- Tenet Healthcare is looking into strategic business options, including a possible sale, The Wall Street Journal reported. The company is working with investment banks to explore options and set up meetings with potential purchasers, according to people familiar with the matter, WSJ reported.
- The for-profit chain is facing activist-investor pressure as Camber Capital purchased 5.7 million shares of Tenet in August, giving them a 5.7% stake in the Dallas-based health system.
- The company has experience a shake-up both at an executive and board level. CEO Trevor Fetter announced he will step down in March, and two board members recently resigned citing "irreconcilable differences regarding significant matters impacting Tenet and its stakeholders."
With Tenet is in need of a financial upswing, it will be interesting to see who might purchase the company if a deal is made.
Few details have been provided over the potential deal, but the for-profit, according to the WSJ, has more than $15 million in debt and has a market value of $1.6 billion.
Last quarter found the company disclosing a net loss of $56 million, in part due to weaker-than-expected patient volumes. "We are not surprised by these results and view the admissions growth headwinds facing the hospital sector as longer-term issues that will not be solved in the coming quarters," Piper Jaffray analyst Sarah James stated at the time of the earnings report in August.
In order to curb some financial losses and inject a stream of capital, Fetter announced Tenet plans to sell eight U.S. hospitals in four markets and all nine U.K. facilities to reduce debt. Fetter said the move should yield between $900 million and $1 billion.

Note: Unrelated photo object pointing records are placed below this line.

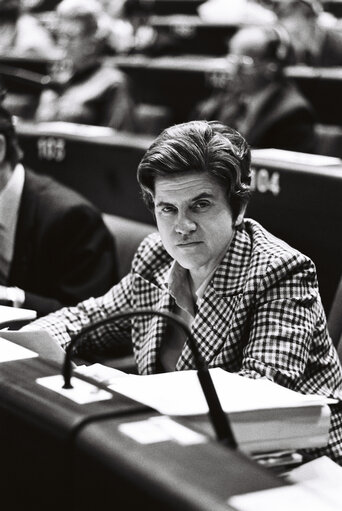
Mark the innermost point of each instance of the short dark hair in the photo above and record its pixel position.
(13, 152)
(201, 146)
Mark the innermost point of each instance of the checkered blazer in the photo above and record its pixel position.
(260, 315)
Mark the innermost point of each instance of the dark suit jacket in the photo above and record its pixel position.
(63, 252)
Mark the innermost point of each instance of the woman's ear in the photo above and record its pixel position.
(240, 217)
(3, 148)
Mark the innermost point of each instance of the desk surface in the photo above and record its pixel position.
(168, 475)
(79, 467)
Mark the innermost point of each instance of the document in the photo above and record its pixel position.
(39, 341)
(10, 315)
(264, 416)
(180, 393)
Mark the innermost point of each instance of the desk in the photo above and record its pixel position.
(300, 203)
(297, 202)
(181, 81)
(30, 63)
(97, 162)
(193, 35)
(57, 454)
(37, 430)
(166, 475)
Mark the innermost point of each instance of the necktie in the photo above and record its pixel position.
(4, 263)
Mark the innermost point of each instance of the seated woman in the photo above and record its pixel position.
(86, 90)
(267, 109)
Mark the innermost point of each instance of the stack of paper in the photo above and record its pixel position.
(264, 416)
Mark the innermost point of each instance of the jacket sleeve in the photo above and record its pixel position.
(288, 334)
(67, 322)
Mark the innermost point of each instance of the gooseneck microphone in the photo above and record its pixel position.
(218, 417)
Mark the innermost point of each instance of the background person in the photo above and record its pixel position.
(259, 101)
(21, 33)
(314, 42)
(251, 300)
(86, 90)
(54, 247)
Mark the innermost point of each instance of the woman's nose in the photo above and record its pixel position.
(185, 225)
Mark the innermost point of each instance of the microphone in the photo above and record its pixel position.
(218, 417)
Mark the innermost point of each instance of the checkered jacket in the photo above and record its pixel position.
(260, 315)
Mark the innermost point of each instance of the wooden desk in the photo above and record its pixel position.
(181, 81)
(37, 430)
(57, 454)
(193, 35)
(165, 475)
(97, 162)
(300, 203)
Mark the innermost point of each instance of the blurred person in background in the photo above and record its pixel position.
(22, 33)
(54, 247)
(315, 41)
(86, 90)
(258, 101)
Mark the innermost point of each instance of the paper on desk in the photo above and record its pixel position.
(10, 351)
(39, 341)
(321, 476)
(101, 373)
(179, 393)
(81, 392)
(316, 160)
(285, 498)
(8, 314)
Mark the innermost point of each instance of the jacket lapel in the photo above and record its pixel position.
(211, 327)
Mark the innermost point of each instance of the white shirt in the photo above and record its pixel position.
(177, 282)
(10, 198)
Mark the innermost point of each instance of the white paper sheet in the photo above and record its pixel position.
(10, 351)
(180, 393)
(81, 393)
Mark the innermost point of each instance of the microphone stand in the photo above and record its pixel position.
(218, 417)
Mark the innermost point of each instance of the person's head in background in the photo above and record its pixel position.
(79, 32)
(257, 56)
(10, 152)
(196, 179)
(300, 19)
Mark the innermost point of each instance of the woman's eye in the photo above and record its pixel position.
(167, 209)
(201, 204)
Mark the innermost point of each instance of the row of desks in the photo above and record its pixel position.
(57, 454)
(179, 82)
(296, 197)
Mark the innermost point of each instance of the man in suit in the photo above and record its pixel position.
(54, 247)
(314, 42)
(259, 101)
(251, 301)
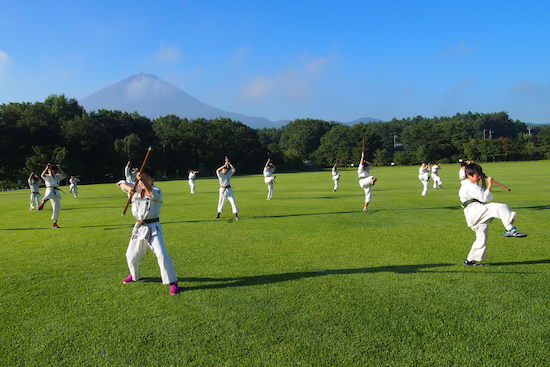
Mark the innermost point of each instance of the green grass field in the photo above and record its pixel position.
(306, 279)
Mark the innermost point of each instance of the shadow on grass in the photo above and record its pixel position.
(285, 277)
(536, 207)
(220, 283)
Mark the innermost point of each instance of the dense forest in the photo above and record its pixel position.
(96, 145)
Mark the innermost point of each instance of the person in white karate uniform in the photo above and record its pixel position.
(269, 178)
(335, 176)
(34, 185)
(435, 176)
(130, 174)
(147, 232)
(52, 176)
(479, 212)
(191, 180)
(366, 181)
(224, 174)
(424, 177)
(73, 187)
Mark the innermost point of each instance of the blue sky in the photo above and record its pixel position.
(289, 59)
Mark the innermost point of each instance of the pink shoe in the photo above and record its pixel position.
(174, 288)
(128, 279)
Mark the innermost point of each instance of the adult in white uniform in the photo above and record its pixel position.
(435, 176)
(52, 176)
(73, 181)
(424, 177)
(34, 185)
(269, 178)
(191, 180)
(335, 176)
(147, 232)
(479, 212)
(224, 174)
(366, 181)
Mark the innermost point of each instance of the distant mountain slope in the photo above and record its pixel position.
(154, 97)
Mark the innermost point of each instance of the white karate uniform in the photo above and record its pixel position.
(479, 215)
(461, 174)
(148, 236)
(130, 176)
(365, 180)
(191, 181)
(335, 178)
(52, 192)
(226, 192)
(73, 186)
(435, 176)
(269, 180)
(35, 193)
(424, 177)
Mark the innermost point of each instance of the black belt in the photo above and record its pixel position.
(468, 202)
(149, 221)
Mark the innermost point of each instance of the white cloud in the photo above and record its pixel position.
(168, 54)
(293, 84)
(525, 87)
(4, 61)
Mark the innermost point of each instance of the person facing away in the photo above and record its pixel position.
(269, 178)
(424, 177)
(366, 181)
(191, 180)
(52, 176)
(224, 174)
(34, 185)
(479, 212)
(335, 176)
(438, 183)
(73, 181)
(147, 232)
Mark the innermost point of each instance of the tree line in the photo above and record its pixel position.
(96, 145)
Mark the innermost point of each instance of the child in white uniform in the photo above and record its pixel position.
(479, 212)
(366, 181)
(224, 174)
(269, 179)
(424, 177)
(335, 176)
(191, 180)
(52, 178)
(435, 176)
(147, 232)
(34, 185)
(73, 186)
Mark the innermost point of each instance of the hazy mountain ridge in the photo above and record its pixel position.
(154, 97)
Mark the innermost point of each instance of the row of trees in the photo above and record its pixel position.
(97, 145)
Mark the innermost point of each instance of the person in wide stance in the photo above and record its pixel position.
(335, 176)
(191, 180)
(366, 181)
(435, 176)
(479, 212)
(424, 177)
(34, 185)
(269, 178)
(224, 174)
(73, 187)
(52, 176)
(147, 232)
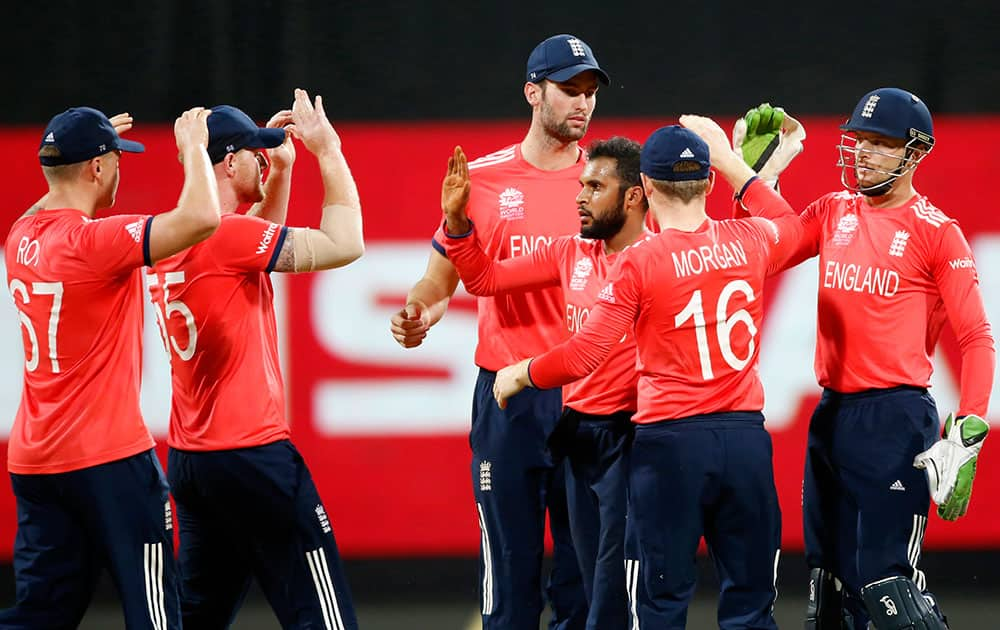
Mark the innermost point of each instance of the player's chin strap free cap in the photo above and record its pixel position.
(667, 147)
(79, 134)
(894, 113)
(229, 130)
(562, 57)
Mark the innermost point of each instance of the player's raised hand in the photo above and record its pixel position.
(509, 381)
(121, 122)
(455, 190)
(283, 155)
(311, 126)
(191, 129)
(409, 325)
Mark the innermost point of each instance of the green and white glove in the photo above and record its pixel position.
(951, 464)
(768, 139)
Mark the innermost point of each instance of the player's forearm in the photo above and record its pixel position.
(277, 190)
(341, 223)
(978, 366)
(198, 204)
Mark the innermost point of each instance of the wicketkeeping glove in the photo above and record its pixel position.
(768, 139)
(951, 464)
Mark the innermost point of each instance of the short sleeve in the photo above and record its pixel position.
(113, 245)
(244, 243)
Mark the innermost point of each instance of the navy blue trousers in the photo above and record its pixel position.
(72, 525)
(708, 476)
(255, 513)
(596, 490)
(864, 504)
(515, 478)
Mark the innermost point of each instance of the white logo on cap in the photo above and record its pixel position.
(869, 108)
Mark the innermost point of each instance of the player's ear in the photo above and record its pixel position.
(533, 93)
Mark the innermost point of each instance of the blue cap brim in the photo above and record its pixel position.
(130, 146)
(568, 73)
(267, 138)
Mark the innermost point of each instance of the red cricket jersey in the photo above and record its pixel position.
(517, 208)
(215, 309)
(77, 285)
(580, 267)
(888, 279)
(696, 301)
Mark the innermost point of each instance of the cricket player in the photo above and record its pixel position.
(596, 427)
(247, 506)
(700, 464)
(89, 489)
(521, 198)
(892, 269)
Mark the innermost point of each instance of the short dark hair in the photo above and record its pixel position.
(625, 152)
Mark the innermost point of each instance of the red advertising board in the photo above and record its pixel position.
(384, 429)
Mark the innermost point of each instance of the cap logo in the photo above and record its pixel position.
(869, 107)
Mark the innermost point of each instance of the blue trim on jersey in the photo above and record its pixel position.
(743, 190)
(277, 249)
(439, 247)
(472, 227)
(146, 258)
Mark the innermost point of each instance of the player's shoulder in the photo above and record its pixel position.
(498, 161)
(921, 213)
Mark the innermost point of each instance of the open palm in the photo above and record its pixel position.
(456, 186)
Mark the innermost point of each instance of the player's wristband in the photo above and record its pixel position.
(444, 228)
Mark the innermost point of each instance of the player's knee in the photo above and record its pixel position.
(896, 603)
(825, 610)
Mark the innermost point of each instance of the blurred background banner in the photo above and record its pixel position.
(385, 430)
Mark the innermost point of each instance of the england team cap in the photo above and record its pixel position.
(229, 130)
(894, 113)
(82, 133)
(562, 57)
(667, 146)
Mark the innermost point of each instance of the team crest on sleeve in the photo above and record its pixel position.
(581, 273)
(134, 229)
(511, 203)
(898, 245)
(607, 294)
(847, 227)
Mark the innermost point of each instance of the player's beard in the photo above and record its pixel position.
(608, 224)
(560, 129)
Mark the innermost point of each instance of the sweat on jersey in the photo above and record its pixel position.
(77, 285)
(888, 279)
(215, 310)
(696, 302)
(517, 208)
(580, 267)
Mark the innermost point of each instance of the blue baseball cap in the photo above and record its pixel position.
(667, 146)
(562, 57)
(82, 133)
(894, 113)
(230, 130)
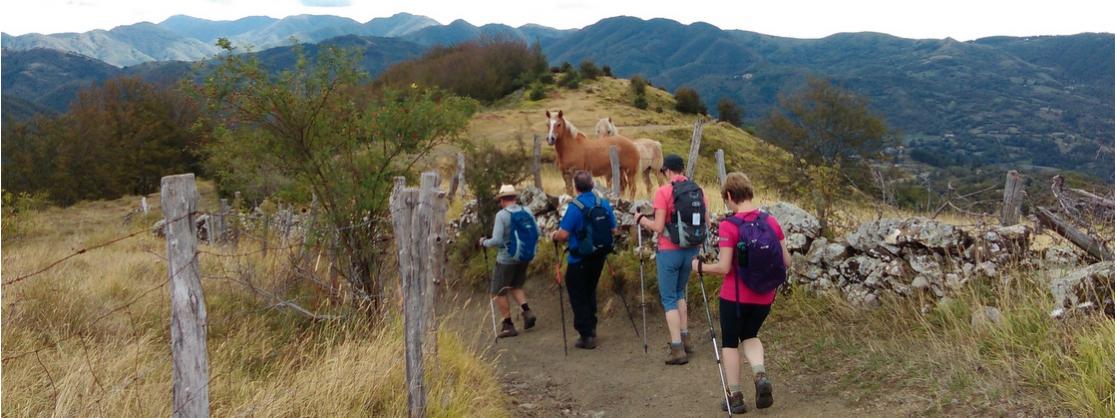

The idea of a sale is interesting, but one overarching question would be who will purchase the company, which runs and operates about 500 care delivery facilities. Tenet's stock is down from $23.25 per share a year ago to $16.24 per share at the close of business on Wednesday. Another beleaguered hospital operator, Community Health Systems, has been performing poorly financially. Most hospitals are facing declining or flattening reimbursements and weak organic patient growth. Tenet has many facilities, but that could prove to be a difficult selling point under the stark reality that the hospital business is currently tough.